Foot and Ankle Patient Education Materials and Artificial Intelligence Chatbots: A Comparative Analysis

Aarav S Parekh; Joseph A S McCahon; Amy Nghe; David I Pedowitz; Joseph N Daniel; Selene G Parekh

doi:10.1177/19386400241235834

Foot and Ankle Patient Education Materials and Artificial Intelligence Chatbots: A Comparative Analysis

Foot Ankle Spec. 2024 Mar 19:19386400241235834. doi: 10.1177/19386400241235834. Online ahead of print.

Authors

Aarav S Parekh¹, Joseph A S McCahon², Amy Nghe¹, David I Pedowitz¹, Joseph N Daniel¹, Selene G Parekh¹

Affiliations

¹ Rothman Orthopaedic Institute, Philadelphia, Pennsylvania.
² Jefferson Health NJ, Stratford, New Jersey.

PMID: 38504411
DOI: 10.1177/19386400241235834

Abstract

Background: The purpose of this study was to perform a comparative analysis of foot and ankle patient education material generated by the AI chatbots, as they compare to the American Orthopaedic Foot and Ankle Society (AOFAS)-recommended patient education website, FootCareMD.org.

Methods: ChatGPT, Google Bard, and Bing AI were used to generate patient educational materials on 10 of the most common foot and ankle conditions. The content from these AI language model platforms was analyzed and compared with that in FootCareMD.org for accuracy of included information.
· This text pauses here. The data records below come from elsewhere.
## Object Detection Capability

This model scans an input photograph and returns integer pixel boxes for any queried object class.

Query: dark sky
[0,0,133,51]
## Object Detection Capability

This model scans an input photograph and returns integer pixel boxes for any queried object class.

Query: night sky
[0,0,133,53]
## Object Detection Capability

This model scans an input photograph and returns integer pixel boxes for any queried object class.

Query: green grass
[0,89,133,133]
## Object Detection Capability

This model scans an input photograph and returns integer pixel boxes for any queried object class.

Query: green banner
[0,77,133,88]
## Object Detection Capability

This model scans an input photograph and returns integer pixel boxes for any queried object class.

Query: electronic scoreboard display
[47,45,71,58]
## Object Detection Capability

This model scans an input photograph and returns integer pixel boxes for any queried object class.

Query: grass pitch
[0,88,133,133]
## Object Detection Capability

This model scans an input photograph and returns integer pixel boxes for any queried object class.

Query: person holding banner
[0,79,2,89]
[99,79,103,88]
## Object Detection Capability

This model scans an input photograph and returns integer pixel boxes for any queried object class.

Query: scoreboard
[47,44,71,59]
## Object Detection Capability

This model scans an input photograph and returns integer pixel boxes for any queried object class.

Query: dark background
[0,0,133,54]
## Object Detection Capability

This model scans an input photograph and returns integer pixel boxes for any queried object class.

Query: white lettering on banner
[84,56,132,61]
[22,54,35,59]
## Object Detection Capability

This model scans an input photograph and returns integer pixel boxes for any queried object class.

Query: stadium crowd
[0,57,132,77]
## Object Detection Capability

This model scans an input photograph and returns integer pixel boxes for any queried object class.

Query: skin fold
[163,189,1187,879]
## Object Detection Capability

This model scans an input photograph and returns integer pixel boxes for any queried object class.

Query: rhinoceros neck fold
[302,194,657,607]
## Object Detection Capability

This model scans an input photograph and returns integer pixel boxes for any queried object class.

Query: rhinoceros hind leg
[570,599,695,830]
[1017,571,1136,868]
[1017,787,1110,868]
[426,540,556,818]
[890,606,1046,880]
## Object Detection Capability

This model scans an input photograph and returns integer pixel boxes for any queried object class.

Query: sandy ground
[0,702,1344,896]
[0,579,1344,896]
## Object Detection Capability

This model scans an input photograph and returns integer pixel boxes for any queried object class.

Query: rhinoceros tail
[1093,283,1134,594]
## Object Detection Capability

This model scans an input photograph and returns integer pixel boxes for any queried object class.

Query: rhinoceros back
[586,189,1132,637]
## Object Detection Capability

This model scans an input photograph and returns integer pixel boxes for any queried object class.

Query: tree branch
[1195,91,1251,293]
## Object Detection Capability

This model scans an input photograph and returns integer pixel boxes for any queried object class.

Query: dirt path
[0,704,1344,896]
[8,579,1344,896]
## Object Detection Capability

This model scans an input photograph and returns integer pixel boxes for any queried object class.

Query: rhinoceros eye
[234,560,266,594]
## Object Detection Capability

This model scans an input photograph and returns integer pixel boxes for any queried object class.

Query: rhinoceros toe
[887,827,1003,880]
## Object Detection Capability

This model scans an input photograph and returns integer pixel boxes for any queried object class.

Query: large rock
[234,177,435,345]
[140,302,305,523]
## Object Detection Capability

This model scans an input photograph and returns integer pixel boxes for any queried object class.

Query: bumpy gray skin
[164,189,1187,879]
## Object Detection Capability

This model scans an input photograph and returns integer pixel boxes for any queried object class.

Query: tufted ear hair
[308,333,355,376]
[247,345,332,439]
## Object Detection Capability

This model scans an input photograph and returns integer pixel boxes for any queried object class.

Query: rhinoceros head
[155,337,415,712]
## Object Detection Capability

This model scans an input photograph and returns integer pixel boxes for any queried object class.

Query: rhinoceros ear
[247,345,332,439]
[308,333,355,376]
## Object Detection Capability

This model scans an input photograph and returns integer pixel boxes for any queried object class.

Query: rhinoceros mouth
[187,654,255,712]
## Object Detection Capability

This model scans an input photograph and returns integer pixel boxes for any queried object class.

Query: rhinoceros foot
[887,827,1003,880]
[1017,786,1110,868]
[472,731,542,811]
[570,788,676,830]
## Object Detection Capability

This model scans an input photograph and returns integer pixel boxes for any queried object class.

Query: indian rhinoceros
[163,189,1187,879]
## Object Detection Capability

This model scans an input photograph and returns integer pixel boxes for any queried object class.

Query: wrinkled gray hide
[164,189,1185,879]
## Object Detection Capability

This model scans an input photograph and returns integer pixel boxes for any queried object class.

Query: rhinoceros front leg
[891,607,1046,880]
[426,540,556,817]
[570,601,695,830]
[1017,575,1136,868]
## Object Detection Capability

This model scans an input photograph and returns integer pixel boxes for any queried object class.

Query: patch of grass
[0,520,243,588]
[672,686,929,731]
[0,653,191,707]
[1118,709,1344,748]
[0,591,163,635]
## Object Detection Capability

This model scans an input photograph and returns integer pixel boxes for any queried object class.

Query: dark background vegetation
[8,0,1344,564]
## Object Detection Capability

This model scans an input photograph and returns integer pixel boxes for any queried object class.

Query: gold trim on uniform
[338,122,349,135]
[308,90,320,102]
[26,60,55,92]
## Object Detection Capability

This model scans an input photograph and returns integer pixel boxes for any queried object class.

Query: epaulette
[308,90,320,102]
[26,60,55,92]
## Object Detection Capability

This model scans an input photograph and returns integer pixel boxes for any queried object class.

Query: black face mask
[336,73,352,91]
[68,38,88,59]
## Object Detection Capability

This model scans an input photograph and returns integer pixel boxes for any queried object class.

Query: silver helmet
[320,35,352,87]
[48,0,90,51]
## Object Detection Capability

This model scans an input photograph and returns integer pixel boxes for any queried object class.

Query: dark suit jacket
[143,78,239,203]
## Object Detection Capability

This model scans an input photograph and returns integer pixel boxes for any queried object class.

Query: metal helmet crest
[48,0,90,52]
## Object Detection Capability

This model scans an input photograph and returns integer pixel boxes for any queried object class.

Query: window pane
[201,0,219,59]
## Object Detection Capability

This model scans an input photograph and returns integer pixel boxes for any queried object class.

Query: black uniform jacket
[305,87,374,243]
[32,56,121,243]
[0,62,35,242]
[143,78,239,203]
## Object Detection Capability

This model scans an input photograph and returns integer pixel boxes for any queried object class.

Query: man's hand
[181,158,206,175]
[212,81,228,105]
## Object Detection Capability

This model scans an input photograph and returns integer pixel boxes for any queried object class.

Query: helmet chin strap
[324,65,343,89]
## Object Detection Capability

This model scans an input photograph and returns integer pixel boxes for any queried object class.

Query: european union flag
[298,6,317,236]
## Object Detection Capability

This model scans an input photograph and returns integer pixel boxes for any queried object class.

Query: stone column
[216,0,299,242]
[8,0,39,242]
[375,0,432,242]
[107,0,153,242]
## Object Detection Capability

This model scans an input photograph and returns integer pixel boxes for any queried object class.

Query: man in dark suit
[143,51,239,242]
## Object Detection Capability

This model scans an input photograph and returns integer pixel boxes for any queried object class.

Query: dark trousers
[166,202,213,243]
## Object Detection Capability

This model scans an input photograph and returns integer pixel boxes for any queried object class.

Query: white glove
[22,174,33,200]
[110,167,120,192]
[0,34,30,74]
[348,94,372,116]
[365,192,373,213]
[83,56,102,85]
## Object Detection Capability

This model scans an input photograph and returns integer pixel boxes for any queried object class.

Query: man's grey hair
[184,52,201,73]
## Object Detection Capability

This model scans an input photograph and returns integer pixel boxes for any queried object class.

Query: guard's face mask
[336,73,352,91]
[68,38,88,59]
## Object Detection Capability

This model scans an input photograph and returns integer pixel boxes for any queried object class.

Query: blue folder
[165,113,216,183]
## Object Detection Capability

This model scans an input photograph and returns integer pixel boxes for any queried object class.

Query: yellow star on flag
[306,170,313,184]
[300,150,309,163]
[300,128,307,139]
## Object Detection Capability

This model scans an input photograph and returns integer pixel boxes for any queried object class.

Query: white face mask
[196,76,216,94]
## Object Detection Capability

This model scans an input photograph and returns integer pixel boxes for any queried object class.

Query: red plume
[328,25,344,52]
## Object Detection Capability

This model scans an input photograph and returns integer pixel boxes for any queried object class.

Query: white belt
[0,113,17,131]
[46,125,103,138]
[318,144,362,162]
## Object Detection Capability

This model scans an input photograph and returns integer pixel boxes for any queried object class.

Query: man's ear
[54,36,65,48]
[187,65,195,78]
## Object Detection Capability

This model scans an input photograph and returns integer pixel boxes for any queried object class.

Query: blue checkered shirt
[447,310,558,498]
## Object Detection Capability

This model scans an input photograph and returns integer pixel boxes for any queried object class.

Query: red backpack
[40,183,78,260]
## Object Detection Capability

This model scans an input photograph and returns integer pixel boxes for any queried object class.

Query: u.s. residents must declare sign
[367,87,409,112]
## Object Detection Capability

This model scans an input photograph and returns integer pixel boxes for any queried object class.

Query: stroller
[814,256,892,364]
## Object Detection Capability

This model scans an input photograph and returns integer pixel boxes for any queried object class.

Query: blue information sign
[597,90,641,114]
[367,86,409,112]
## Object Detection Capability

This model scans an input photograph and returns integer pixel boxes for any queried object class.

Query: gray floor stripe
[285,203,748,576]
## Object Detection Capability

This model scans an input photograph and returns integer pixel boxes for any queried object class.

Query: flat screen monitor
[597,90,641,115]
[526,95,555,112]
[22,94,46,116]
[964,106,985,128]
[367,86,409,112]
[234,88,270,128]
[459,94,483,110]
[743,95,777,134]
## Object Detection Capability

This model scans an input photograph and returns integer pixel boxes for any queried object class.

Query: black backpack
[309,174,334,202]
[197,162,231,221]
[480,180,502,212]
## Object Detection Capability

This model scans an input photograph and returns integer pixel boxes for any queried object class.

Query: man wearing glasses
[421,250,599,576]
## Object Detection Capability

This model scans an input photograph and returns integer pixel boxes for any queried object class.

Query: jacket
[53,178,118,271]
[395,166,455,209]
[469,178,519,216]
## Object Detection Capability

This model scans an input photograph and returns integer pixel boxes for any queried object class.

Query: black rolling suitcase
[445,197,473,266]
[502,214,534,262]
Accuracy was determined for each of the 10 conditions on a basis of included information regarding background, symptoms, causes, diagnosis, treatments, surgical options, recovery procedures, and risks or preventions.

Results: When compared to the reference standard of the AOFAS website FootCareMD.org, the AI language model platforms consistently scored below 60% in accuracy rates in all categories of the articles analyzed. ChatGPT was found to contain an average of 46.2% of key content across all included conditions when compared to FootCareMD.org. Comparatively, Google Bard and Bing AI contained 36.5% and 28.0% of information included on FootCareMD.org, respectively (P < .005).

Conclusion: Patient education regarding common foot and ankle conditions generated by AI language models provides limited content accuracy across all 3 AI chatbot platforms.

Level of evidence: Level IV.

Keywords: Bing; ChatGPT; Google Bard; artificial intelligence; large language models; patient education.